Data products at Starburst
At Starburst, optionality has always been, and will continue to be, one of our core beliefs. We believe you should be able to create a customized data architecture that’s right for you and your organization. As a piece of a data architecture, data products are no different. You should be able to build your data products in a centralized, decentralized, or hybrid architecture – whatever makes sense for you and your business. Therefore, we’ve created data products with this in mind, allowing you to achieve increased data democratization, data ownership, data accountability, and data governance.

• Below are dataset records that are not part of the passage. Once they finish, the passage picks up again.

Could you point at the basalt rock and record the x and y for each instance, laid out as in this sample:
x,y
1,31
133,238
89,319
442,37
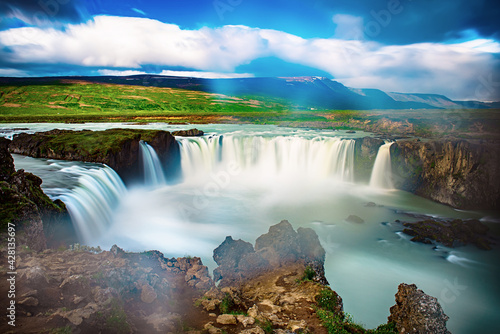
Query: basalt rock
x,y
281,246
117,148
365,153
24,204
90,291
455,172
417,313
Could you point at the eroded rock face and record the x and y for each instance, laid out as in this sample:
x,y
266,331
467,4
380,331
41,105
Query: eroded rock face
x,y
238,260
108,292
455,172
23,202
417,313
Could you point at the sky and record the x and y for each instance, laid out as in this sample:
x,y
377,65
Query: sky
x,y
449,47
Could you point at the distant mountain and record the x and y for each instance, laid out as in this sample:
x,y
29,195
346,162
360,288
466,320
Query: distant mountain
x,y
299,92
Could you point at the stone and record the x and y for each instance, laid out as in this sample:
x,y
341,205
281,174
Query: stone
x,y
148,294
297,325
76,316
28,301
253,311
255,330
226,319
416,312
245,321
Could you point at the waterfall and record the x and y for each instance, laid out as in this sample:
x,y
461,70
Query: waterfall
x,y
382,172
269,157
92,203
153,171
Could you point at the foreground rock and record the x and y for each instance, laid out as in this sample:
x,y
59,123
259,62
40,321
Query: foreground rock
x,y
450,233
239,260
455,172
24,205
417,313
111,292
272,287
117,148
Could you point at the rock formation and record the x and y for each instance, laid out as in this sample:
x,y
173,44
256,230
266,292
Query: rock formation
x,y
417,313
188,133
90,291
365,153
117,148
281,246
455,172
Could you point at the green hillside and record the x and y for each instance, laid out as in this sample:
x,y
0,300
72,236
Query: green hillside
x,y
85,101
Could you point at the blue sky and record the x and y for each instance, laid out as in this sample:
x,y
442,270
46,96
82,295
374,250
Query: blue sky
x,y
447,47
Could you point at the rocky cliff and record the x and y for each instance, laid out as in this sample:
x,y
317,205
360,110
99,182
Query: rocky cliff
x,y
459,173
117,148
24,204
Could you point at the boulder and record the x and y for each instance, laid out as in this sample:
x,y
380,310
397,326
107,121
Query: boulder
x,y
282,245
417,313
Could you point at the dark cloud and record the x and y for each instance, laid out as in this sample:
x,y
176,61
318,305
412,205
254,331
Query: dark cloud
x,y
41,12
421,20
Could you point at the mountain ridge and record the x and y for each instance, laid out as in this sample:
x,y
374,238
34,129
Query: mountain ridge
x,y
306,92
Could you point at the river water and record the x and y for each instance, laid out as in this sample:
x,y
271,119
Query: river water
x,y
240,179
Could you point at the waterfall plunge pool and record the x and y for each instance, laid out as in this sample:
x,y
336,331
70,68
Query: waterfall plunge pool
x,y
246,178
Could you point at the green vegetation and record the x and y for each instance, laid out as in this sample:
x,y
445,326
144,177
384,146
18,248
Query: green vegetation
x,y
267,326
83,101
226,304
327,300
338,322
115,319
308,275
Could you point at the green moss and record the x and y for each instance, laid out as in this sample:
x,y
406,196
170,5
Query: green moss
x,y
327,299
337,322
116,318
226,304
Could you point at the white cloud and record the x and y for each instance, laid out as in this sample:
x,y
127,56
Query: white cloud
x,y
11,72
348,26
119,73
124,42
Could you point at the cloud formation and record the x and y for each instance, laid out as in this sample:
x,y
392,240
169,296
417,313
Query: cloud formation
x,y
131,43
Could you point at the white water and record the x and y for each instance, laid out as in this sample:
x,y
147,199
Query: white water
x,y
382,172
260,176
267,159
153,171
92,203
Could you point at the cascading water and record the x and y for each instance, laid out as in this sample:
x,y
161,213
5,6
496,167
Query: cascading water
x,y
153,171
290,174
92,203
269,157
382,172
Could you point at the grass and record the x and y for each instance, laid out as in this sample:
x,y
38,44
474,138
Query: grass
x,y
337,322
95,102
226,304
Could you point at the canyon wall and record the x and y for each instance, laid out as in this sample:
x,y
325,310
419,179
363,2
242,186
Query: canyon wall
x,y
117,148
458,173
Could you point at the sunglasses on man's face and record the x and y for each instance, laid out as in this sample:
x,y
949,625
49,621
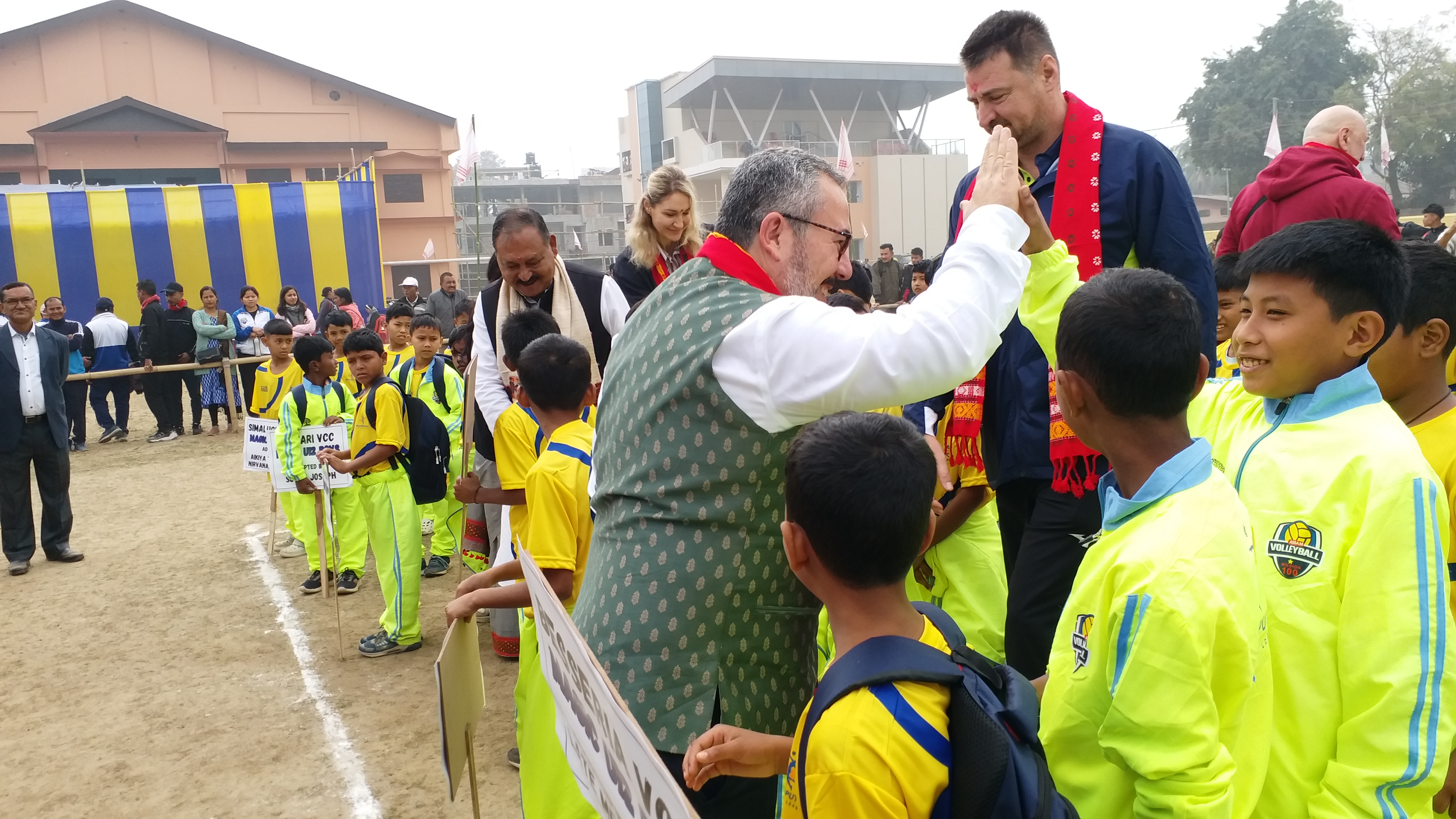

Starburst data products are unique because they allow you to discover, publish, manage, and share data products based on multiple data sources. Instead of being siloed into only creating data products from a specific location, Starburst gives you the power to create and maintain trusted data products for your entire organization, no matter how many data sources you utilize. This enables users to confidently find the right data to solve important business questions regardless of the source. To learn more about data products at Starburst, watch Vishal’s Datanova presentation on Day two: Data Products for everyone featuring Glovo.
Increasing data ownership
Tackling the lack of ownership in the data space is no small feat. Not only will it require a new technical approach as you incorporate data products, it will simultaneously also require a culture change. If organizations agree to shift that mindset, within both their architecture and processes, that enables improved data stewardship, iterative feedback, empowered collaboration, and essentially builds trust between data producers and data consumers. We’re confident that increasing data literacy will result in data practitioners on both sides quickly experiencing benefits.